PREVENTIVE MEASURES There is currently no vaccine available against human swine influenza. One has to follow proper hand hygiene and respiratory etiquettes. Do’s and Don’ts:
- Avoid close contact with people who are having respiratory illness.
- Sick persons should keep distance from others.
- If possible, stay at home, away from work, school, and public places when you are sick.
- Cover your mouth and nose with a tissue or handkerchief when coughing or sneezing.
- If you have no tissue or handkerchief you should not clean the nose with the hands but with the cuff of your shirt or clothes.
- Washing your hands often with soap or alcohol based hand wash will help protect from germs.
- Get plenty of sleep, be physically active, manage your stress, drink plenty of fluids, and eat nutritious food.

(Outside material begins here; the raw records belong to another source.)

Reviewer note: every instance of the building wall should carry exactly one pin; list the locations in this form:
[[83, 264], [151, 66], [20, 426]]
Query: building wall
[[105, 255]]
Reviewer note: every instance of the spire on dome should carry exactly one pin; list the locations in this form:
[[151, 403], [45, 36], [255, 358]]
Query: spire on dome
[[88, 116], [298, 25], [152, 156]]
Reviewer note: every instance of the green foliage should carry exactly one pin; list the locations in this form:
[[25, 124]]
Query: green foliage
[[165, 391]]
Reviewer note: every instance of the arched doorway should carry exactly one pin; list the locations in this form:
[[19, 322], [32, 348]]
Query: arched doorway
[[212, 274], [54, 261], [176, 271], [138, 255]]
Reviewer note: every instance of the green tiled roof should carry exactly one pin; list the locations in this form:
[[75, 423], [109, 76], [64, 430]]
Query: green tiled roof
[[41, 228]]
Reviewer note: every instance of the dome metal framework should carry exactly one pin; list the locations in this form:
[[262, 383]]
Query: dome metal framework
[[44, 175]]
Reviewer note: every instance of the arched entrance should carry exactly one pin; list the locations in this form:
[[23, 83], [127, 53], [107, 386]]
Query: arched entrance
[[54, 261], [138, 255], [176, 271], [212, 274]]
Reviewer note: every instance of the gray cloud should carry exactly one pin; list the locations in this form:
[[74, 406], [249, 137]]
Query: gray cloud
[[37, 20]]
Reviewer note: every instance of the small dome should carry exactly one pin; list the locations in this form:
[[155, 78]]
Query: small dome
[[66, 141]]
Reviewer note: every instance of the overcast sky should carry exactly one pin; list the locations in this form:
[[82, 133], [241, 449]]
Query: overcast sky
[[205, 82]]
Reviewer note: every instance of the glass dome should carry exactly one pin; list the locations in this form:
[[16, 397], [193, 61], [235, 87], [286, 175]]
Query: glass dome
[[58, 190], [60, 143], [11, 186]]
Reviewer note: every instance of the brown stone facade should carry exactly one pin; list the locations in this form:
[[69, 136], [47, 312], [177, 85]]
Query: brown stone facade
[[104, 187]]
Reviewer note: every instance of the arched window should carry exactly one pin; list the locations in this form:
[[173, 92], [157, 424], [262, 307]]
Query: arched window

- Persons who develop influenza-like-illness (ILI) (fever with either cough or sore throat) should be strongly encouraged to selfisolate in their home for 7 days after the onset of illness or at least 24 hours after symptoms have resolved, whichever is longer.
- Persons who experience ILI and wish to seek medical care should contact their health care providers to report illness (by telephone or other remote means) before seeking care at a clinic, physician’s office, or hospital.
- Persons who have difficulty breathing or shortness of breath should seek immediate medical attention and report to the nearby hospital.
- If ill persons must go into the community (e.g., to seek medical care) they should wear a face mask to reduce the risk of spreading the virus in the community.
- If a face mask is unavailable, ill persons needing to go into the community should use a handkerchief or tissues to cover any coughing and sneezing.
- Persons in home isolation and their household members should be given infection control instructions like frequent hand washing with soap and water; use of alcohol-based hand gels (containing at least 60%alcohol).
- When the ill person is within 6 feet of others at home, the ill person should wear a face mask, if available or handkerchief or tissues.
Household contacts who are well should:
- remain home at the earliest sign of illness;
- minimize contact in the community to the extent possible;
- designate a single household family member as the ill person’s caregiver to minimize interactions with asymptomatic persons.
Precautions for School children:
- Schools with a confirmed or a suspected case should be considered for closure.
- All school or childcare related gatherings should be cancelled and encourage parents and students to avoid congregating outside of the school.
- Schools and childcare facilities should bar students for a time period to be evaluated on an ongoing basis depending upon epidemiological findings.
- Schools and childcare facilities should consult with their local or state health departments for guidance on reopening. If no additional confirmed or suspected cases are identified among students (or school-based personnel) for a period of 7 days, schools may consider reopening Schools and childcare facilities in unaffected areas should begin to prepare for the possibility of school or childcare facility closure.
Social Distancing Interventions:
- Large gatherings linked to settings or institutions with laboratory-confirmed cases should be cancelled, for example a school event linked to a school with cases; other large gatherings in the community may not need to be cancelled at this time.
- Additional social distancing measures are currently not recommended.
- Persons with underlying medical conditions who are at high risk for complications of influenza may wish to consider avoiding large gatherings.